The salted caramel gelato is gone – now that they've polished it off. They'd uncovered a couple frost-bitten fudgsicles in an icy corner of the freezer as well, and the last of Laura's bargain brand cookies never stood a chance.

So dinner's been taken care of, and, as unconventional as it had been, there's something satisfying and – well – normal about rinsing out the dishes and shoving limp cardboard cartons into the garbage and falling into fits of sugar-high giggles when J.P. uses words like "commode."

And Su–LaFontaine, for what it's worth, seems just as happy to be yucking it up in the kitchen as sh–they do creating slides of zombied tissue samples. And maybe Perry doesn't have any right to be surprised by this, maybe she was the one imagining shadows into monsters all along.

In any case, it's nice. Nice. Not bloody, not spooky, and no one breathes a word about any hocus-pocus apocalyptical doom. (Well, J.P. politely declines a mug of chamomile, instead retiring to the foyer for a brief space of time with a "tonic" of his own that Perry tries not to think too hard about. It's okay. Everything is fine.)

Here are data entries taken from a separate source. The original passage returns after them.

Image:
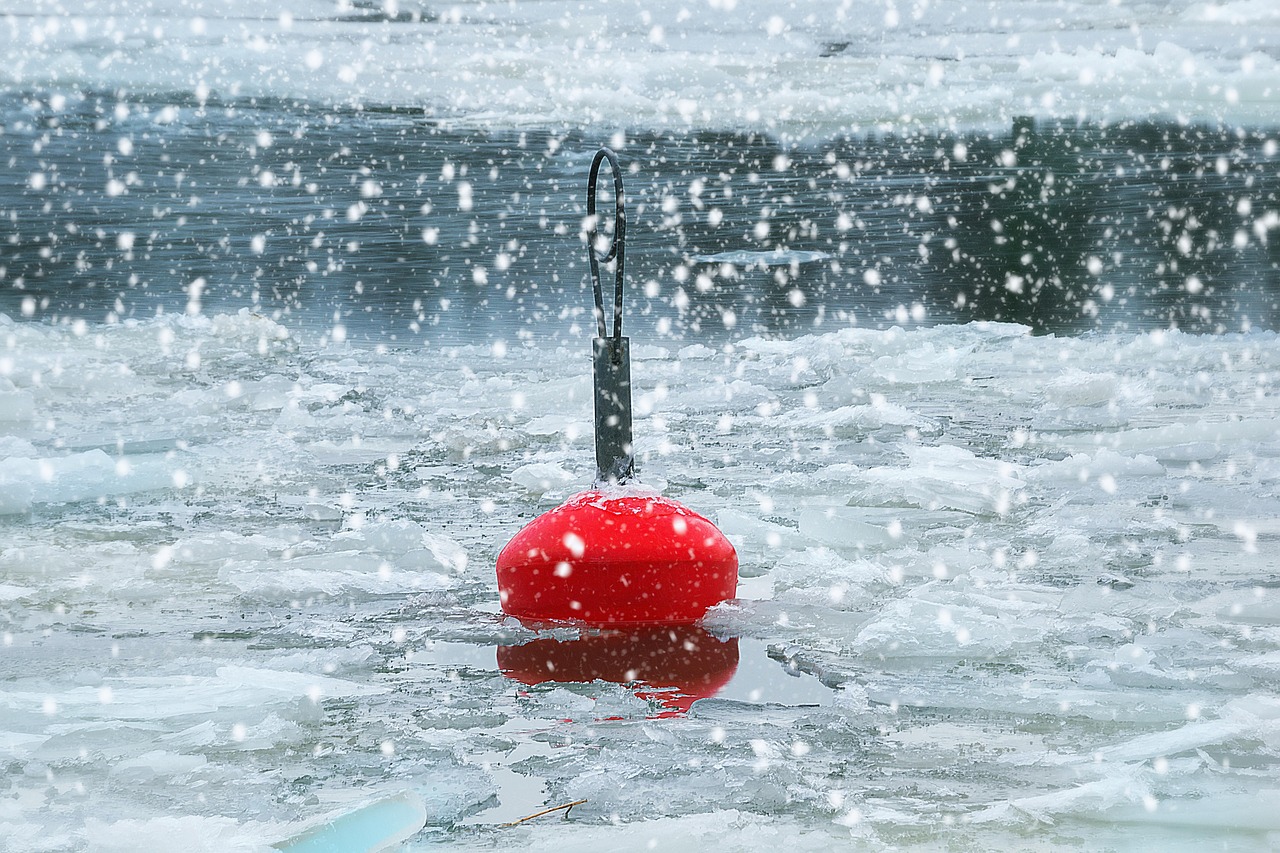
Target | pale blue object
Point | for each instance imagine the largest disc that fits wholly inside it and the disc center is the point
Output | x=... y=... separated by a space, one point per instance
x=370 y=828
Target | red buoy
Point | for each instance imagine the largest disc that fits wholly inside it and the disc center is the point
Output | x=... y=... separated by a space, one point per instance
x=607 y=557
x=616 y=555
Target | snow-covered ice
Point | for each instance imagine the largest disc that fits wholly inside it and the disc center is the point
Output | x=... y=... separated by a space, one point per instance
x=229 y=614
x=1000 y=591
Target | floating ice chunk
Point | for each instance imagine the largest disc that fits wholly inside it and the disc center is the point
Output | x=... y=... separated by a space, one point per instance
x=155 y=765
x=1079 y=388
x=567 y=427
x=695 y=352
x=334 y=574
x=945 y=477
x=158 y=697
x=859 y=418
x=844 y=527
x=768 y=258
x=10 y=592
x=543 y=477
x=1083 y=468
x=736 y=395
x=1088 y=798
x=369 y=828
x=1187 y=442
x=1238 y=720
x=821 y=576
x=744 y=529
x=78 y=477
x=922 y=365
x=247 y=325
x=917 y=626
x=403 y=538
x=197 y=834
x=16 y=404
x=1248 y=812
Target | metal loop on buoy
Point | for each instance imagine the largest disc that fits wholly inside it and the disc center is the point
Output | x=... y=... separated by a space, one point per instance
x=617 y=249
x=615 y=457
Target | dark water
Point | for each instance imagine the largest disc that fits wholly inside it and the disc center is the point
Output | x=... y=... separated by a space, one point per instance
x=405 y=232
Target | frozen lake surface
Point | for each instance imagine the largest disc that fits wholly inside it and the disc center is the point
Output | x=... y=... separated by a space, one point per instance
x=1025 y=585
x=292 y=342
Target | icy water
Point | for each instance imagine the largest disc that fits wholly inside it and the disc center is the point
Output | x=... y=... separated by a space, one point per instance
x=960 y=323
x=999 y=589
x=388 y=227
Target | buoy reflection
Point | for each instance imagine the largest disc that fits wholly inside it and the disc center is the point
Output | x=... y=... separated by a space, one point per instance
x=672 y=666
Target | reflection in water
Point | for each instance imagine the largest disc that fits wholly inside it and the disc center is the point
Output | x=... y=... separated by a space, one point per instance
x=388 y=227
x=672 y=666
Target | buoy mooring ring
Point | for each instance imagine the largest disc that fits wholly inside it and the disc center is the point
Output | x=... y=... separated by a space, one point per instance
x=617 y=553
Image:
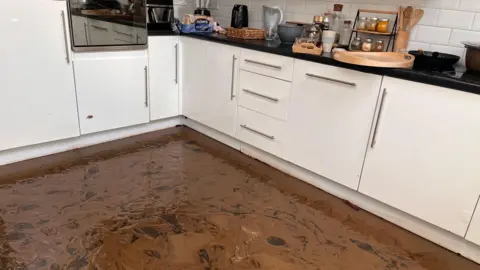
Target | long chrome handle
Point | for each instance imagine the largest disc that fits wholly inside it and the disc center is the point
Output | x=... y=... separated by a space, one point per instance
x=374 y=137
x=86 y=32
x=263 y=64
x=232 y=86
x=122 y=33
x=146 y=86
x=258 y=132
x=260 y=95
x=99 y=28
x=176 y=63
x=330 y=79
x=67 y=55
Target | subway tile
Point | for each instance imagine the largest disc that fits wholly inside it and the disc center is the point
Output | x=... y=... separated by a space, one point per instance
x=431 y=34
x=456 y=19
x=463 y=35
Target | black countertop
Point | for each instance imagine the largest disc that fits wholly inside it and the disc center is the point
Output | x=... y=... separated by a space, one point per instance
x=469 y=82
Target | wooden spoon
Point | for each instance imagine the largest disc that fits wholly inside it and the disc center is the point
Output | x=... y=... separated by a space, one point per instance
x=407 y=15
x=417 y=16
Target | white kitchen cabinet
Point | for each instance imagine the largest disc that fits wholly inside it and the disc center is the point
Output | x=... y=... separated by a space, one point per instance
x=329 y=119
x=37 y=96
x=112 y=90
x=164 y=71
x=425 y=155
x=210 y=74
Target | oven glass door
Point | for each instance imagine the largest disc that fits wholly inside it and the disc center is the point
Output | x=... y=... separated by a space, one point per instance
x=107 y=23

Now they're down to night shirts and flannels and silk pajamas and for some reason J.P. and LaF have followed her into her room and she finds she's comforted by this turn of events. Maybe, somewhere in the back of her mind, she had decided that no one even wanted normalcy anymore; maybe they'd been putting up with it for her sake.

Quietly, as she discusses the vagaries of the room's interior decoration with J.P. (a few of the tapestries are overrun with leering swaddled cherubs and who ever thought that was a sensible subject matter Perry would like a word with them), LaF cuddles up in between the two.

And, well. Perhaps, in the strictest sense, having her best friend and a vampire in her bed isn't exactly what you might call normal. But, tonight, it works.